The nightly ritual, which sees a rotation of security personnel stopping by each and every object on display in the museum to lovingly kiss them and whisper “goodnight, sweetie,” has been part of museum protocol since 1987, when then curator Dr. Timothy Sevins started to practice after noticing some of the modern wing “looked tired.”
“Yes, we do have the security staff kiss all the paintings goodnight,” said curator Dr. Linda Luxardo, “but not on the lips. Some of the paintings have very kissable lips, but contact with saliva can damage the paint. We moved to a ‘frame only’ kissing policy when it was discovered the mouth on Picasso’s The Old Guitarist was getting pretty worn down.”

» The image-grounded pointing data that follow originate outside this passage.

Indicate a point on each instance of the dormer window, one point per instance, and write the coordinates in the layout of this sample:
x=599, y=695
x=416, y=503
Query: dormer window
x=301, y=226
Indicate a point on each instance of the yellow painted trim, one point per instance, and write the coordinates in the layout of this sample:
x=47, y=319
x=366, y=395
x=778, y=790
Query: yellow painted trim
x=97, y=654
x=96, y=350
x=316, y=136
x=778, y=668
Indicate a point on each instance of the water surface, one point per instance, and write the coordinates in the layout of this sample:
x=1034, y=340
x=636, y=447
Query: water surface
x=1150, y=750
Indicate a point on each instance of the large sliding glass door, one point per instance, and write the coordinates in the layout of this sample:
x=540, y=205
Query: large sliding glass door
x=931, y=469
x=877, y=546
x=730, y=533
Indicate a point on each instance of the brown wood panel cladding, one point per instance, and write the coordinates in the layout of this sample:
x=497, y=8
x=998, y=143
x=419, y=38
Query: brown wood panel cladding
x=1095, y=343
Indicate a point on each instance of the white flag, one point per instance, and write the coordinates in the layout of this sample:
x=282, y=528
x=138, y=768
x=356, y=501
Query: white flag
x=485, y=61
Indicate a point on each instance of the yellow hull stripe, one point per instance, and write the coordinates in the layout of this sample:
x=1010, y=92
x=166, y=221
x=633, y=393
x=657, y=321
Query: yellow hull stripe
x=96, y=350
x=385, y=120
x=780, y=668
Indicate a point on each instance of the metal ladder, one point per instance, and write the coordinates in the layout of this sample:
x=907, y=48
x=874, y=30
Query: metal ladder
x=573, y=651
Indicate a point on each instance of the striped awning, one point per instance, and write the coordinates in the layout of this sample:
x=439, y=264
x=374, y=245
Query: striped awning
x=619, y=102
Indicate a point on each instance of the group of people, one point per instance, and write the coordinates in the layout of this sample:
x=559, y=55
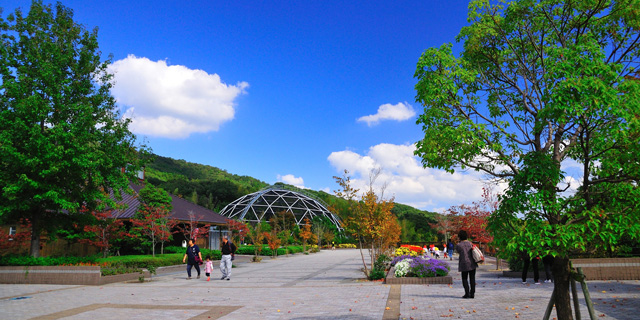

Before switching off the lights in the world-famous museum, Crawford wished the painting pleasant dreams as he always does, saying “goodnight you paintings of old, you kings of art. Goodnight Joseph Cornell boxes, goodnight Sky Above Clouds by Georgia O’Keefe, goodnight Nighthawks—don’t you stay up too late!—goodnight swords and armor, goodnight Moon...by Yoshida Hodaka!”
After locking the front doors, Crawford proceeded to Millennium Park to put a big quilt over Cloud Gate.